Citing an opposition to “federally-run curriculum” is an absurd take on CCSS because standards are not curriculum, and the demonization and rejection of standards is what is ultimately hurting our students, not the standards themselves.

This is where conservative orthodoxy with regard to history should have them at least leaning toward the standards, if not firmly planting their flags there. U.S. History and Civics are frequently lamented as areas that suffer as public education grows steadily more progressive. We see reports of liberal school districts offering “alternative” takes on history, when not straight-up re-writing history, and forcing clear political opinions on students as fact. This isn’t just a failure of teachers and districts, but a failure of the textbooks, many of which are written by these same ideologically-driven education professionals.

It is not a failure of the CCSS, because the CCSS doesn’t dictate what your children learn in school.

The standards that everyone is afraid of? They are simply the skills you need to be able to demonstrate in order to be considered as having mastered the content of the class, and the skills the CCSS currently calls for in history are all literacy- and writing-based standards. Nothing on what content to teach or how to teach it.

If you want content-specific standards, the National Council on Social Studies has produced their standards, all of which are fit into “themes,” and are likewise more skills-focused: determine cultural differences; study and understand time, continuity, and change (those of you with students in AP U.S. History should ask your kids about that one, because it’s a major part of that class); determining individual and cultural identity; and identifying power, authority, and governance. These are all skills you need, and none of them dictate the content your students should be learning.

States that have established their own standards follow a similar template. Louisiana (where I live and teach), for example, has their individual grade levels broken down into strands based on historical era and skills. Here’s a sample of the standards kids need to master when they take U.S. History:

Standard 3 – Isolationism through the Great War

Students trace the transition in U.S. foreign policy from isolationism to internationalism from the late nineteenth century until the end of World War I.

US.3.1 Analyze the causes of U.S. imperialistic policies and describe both the immediate and long term consequences upon newly acquired territories

US.3.2 Describe the influence of U.S. imperialistic foreign policies upon Latin America and the Pacific region

US.3.3 Describe the root causes of World War I and evaluate the reasons for U.S. entry into the war

US.3.4 Explain how the U.S. government financed WWI, managed the economy, and directed public support for the war effort

US.3.5 Analyze how key military leaders, innovations in military technology, and major events affected the outcome of WWI

US.3.6 Describe the goals of political leaders at the Paris Peace Conference and analyze the consequences of the Treaty of Versailles

There is nothing in that standard (or the prior one, which introduces the Progressive movement that birthed Woodrow Wilson) that tells me as a teacher to extol the virtues of the Progressive movement and talk about their great successes against the Republican Party, nor is there anything dictating that I have to talk about how the evil Republicans were against regulations and against the working man.
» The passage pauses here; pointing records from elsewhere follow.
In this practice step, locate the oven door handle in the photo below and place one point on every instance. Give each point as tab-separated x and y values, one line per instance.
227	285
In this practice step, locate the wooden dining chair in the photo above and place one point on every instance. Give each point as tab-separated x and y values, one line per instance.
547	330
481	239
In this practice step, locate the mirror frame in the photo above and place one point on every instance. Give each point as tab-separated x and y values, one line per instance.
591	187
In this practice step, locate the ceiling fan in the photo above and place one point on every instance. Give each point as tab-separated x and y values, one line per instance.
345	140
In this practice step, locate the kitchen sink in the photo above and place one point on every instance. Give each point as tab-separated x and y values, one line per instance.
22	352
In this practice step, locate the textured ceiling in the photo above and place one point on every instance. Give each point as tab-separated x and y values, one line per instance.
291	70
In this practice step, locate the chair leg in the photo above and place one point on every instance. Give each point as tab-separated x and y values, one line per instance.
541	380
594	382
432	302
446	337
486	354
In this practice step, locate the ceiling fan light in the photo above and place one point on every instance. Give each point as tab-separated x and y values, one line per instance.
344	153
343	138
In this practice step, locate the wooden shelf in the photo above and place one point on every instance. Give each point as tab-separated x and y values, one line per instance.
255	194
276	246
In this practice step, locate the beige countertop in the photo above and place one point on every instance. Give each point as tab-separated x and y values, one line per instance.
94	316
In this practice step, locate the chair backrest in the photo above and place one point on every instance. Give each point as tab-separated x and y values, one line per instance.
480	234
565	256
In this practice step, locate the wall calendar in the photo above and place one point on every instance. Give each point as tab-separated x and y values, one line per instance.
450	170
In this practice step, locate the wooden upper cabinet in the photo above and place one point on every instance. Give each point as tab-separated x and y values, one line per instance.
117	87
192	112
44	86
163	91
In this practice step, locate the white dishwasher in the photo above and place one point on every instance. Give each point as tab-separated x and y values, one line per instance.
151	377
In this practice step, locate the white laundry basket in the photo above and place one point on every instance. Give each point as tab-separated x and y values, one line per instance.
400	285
That isn’t teaching history, and the people who have written these standards know that.

Is Common Core flawed? Absolutely. People who swear by it should answer for the lack of results many states have seen. How is it that so many educators were not properly trained to utilize the standards in their teaching? How have we allowed so many activists to publish “curricula” hellbent on converting our students to progressive activists themselves? That is a failure of Common Core’s top crafters to tighten the reins on what their project is and isn’t.

At the same time, conservatives must realize that simply abandoning the concept of “standards” altogether (which is where many who lack the knowledge of what standards are and how they are used go on the issue) leaves classes – especially key social studies classes like U.S. History and Civics – open for local interpretation, greatly diluting the effectiveness of what we’re teaching kids happened in our nation’s history and stunting their basic knowledge of how our Constitution operates.

The system we have is not perfect, but the desire to completely destroy it and move on only works to destroy American history itself: The same forces at work in our classrooms today to convert kids rather than educate them will be given free rein to do so. Conservatives should be outright opposed to that.